The includes() method is slightly different than the indexOf() method in one important way. indexOf() tests equality using the same algorithm that the === operator does, and that equality algorithm considers the not-a-number value to be different from every other value, including itself. includes() uses a slightly different version of equality that does consider NaN to be equal to itself. This means that indexOf() will not detect the NaN value in an array, but includes() will:

let a = [1,true,3,NaN];
a.includes(true) // => true
a.includes(2) // => false
a.includes(NaN) // => true
a.indexOf(NaN) // => -1; indexOf can't find NaN


sort() sorts the elements of an array in place and returns the sorted array. When sort() is called with no arguments, it sorts the array elements in alphabetical order (temporarily converting them to strings to perform the comparison, if necessary). If an array contains undefined elements, they are sorted to the end of the array. To sort an array into some order other than alphabetical, you must pass a comparison function as an argument to sort().

let a = ["banana", "cherry", "apple"];
a.sort(); // a == ["apple", "banana", "cherry"]

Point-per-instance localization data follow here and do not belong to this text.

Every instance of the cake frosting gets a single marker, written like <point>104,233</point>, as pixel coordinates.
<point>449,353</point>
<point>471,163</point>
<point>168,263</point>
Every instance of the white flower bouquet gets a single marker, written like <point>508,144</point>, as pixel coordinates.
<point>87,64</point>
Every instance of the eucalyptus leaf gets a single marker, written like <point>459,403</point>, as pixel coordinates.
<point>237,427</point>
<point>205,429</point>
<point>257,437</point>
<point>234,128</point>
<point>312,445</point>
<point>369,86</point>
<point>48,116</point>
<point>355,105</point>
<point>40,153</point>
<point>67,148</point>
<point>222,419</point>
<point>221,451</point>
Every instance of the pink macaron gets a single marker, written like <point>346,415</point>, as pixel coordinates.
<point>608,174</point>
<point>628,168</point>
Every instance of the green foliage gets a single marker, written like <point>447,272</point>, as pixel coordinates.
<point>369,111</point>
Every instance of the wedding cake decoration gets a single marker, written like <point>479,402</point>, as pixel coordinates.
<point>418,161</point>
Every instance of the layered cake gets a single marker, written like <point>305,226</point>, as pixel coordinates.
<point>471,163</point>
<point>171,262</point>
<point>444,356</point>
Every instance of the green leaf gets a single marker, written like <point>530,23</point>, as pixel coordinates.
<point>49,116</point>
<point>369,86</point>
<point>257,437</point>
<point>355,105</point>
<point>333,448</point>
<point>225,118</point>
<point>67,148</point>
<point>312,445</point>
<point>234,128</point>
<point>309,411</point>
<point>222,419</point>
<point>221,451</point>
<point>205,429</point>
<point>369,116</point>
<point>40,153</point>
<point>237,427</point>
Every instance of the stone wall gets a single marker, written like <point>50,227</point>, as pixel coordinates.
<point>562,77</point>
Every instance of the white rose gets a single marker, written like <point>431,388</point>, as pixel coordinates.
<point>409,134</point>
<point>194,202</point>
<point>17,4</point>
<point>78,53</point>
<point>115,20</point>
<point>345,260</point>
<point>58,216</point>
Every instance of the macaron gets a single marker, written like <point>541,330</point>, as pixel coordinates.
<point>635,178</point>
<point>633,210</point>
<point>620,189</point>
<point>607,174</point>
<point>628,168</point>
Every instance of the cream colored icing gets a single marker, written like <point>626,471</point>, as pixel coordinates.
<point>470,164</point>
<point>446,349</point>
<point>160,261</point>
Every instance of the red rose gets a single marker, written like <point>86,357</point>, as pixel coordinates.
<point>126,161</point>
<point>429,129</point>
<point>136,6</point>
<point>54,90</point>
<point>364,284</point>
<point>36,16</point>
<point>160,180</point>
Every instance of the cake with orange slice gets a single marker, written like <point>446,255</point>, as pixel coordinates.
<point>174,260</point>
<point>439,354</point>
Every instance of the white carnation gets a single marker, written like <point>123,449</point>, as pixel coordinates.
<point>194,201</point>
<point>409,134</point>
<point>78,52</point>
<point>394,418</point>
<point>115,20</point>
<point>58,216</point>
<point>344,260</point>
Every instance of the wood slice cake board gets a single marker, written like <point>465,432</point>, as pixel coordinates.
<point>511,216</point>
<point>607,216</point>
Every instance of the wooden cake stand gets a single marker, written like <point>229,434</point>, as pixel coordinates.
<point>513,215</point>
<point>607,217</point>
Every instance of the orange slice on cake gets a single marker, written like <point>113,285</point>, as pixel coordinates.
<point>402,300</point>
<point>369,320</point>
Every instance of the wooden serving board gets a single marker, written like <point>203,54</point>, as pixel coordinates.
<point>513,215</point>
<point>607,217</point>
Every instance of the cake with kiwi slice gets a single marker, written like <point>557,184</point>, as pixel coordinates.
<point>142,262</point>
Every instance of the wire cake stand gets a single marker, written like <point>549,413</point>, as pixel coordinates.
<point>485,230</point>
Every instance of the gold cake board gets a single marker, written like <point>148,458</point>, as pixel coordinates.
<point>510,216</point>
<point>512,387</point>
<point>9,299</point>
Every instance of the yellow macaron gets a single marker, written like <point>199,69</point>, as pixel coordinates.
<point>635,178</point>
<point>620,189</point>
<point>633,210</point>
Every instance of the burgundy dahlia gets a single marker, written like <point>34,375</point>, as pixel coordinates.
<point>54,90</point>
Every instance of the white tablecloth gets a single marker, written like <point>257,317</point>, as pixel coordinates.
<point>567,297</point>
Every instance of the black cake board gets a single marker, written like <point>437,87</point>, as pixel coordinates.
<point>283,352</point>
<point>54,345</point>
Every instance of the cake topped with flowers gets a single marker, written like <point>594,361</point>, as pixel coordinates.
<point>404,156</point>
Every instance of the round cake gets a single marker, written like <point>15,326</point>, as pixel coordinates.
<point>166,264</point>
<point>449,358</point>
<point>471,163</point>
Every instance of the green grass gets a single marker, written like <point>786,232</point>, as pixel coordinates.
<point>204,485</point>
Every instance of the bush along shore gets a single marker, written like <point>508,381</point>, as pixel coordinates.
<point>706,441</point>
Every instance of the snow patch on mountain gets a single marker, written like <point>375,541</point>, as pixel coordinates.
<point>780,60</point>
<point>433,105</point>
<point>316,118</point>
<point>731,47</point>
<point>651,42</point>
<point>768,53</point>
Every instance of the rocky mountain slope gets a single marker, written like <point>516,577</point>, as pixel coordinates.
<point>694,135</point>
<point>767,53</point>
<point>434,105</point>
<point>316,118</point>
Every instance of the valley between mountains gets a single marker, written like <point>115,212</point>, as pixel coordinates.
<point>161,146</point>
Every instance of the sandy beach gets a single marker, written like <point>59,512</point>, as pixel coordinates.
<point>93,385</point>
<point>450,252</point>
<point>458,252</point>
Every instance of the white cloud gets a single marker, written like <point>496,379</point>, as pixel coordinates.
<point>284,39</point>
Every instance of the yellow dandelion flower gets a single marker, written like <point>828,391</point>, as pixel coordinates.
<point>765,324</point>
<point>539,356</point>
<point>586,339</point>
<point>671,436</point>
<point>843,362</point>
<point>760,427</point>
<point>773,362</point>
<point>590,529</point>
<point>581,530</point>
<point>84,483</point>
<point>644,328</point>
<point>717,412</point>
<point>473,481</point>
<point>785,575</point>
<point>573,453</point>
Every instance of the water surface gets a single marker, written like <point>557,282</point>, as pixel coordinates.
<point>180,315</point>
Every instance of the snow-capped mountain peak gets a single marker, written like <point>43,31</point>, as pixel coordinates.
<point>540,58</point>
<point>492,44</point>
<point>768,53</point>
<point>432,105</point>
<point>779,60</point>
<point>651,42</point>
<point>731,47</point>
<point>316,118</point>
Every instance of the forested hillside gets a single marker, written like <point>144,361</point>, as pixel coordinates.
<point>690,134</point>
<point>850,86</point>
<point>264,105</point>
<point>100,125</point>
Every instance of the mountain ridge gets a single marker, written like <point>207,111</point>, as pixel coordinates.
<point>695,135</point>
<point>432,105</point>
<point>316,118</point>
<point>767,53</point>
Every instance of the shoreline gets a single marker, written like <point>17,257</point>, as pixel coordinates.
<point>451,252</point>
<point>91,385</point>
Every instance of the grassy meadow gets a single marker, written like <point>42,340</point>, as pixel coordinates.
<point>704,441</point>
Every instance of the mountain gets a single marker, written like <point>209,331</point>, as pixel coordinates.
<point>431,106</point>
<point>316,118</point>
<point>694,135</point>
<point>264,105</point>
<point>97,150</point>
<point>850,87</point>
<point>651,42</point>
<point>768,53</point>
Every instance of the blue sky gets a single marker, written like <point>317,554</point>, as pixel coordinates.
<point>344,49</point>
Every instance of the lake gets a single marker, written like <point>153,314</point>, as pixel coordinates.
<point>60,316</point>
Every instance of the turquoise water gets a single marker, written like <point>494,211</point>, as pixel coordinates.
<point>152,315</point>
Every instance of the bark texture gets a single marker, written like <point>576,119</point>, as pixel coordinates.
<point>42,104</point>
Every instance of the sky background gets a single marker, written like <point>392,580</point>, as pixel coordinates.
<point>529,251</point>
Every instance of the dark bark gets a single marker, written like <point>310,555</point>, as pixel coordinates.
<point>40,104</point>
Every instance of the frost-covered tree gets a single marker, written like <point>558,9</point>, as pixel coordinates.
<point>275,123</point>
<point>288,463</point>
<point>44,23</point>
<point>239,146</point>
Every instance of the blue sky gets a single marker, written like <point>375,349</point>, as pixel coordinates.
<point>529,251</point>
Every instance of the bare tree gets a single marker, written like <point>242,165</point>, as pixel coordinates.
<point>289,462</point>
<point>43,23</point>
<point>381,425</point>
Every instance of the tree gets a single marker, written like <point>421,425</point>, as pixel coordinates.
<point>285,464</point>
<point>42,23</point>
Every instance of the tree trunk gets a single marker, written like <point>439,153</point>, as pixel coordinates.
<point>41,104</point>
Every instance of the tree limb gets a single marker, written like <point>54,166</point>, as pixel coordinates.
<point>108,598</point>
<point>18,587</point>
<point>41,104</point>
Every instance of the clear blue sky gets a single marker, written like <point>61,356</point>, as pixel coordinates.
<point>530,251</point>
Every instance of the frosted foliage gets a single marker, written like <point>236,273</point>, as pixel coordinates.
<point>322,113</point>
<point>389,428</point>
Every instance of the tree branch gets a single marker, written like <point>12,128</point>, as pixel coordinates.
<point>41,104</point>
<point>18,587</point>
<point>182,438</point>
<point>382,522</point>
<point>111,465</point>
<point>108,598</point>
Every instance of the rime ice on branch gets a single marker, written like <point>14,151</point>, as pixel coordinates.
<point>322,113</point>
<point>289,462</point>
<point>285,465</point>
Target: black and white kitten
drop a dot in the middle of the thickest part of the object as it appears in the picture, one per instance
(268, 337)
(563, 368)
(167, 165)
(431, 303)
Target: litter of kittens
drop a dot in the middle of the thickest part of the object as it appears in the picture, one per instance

This function decides which of its two arguments should appear first in the sorted array. If the first argument should appear before the second, the comparison function should return a number less than zero. If the first argument should appear after the second in the sorted array, the function should return a number greater than zero. And if the two values are equivalent (i.e., if their order is irrelevant), the comparison function should return 0. So, for example, to sort array elements into numerical rather than alphabetical order, you might do this.

let a = [33, 4, 1111, 222];
a.sort(); // a == [1111, 222, 33, 4]; alphabetical order
a.sort(function(a,b) { // Pass a comparator function
   return a-b; // Returns < 0, 0, or > 0, depending on order
}); // a == [4, 33, 222, 1111]; numerical order
a.sort((a,b) => b-a); // a == [1111, 222, 33, 4]; reverse numerical order

You might perform a case-insensitive alphabetical sort on an array of strings by passing a comparison function that converts both of its arguments to lowercase (with the toLowerCase() method) before comparing them.

let a = ["ant", "Bug", "cat", "Dog"];
a.sort(); // a == ["Bug","Dog","ant","cat"]; case-sensitive sort
a.sort(function(s,t) {
   let a = s.toLowerCase();
   let b = t.toLowerCase();
   if (a < b) return -1;
   if (a > b) return 1;
   return 0;
}); // a == ["ant","Bug","cat","Dog"]; case-insensitive sort


The reverse() method reverses the order of the elements of an array and returns the reversed array. It does this in place; in other words, it doesn’t create a new array with the elements rearranged but instead rearranges them in the already existing array.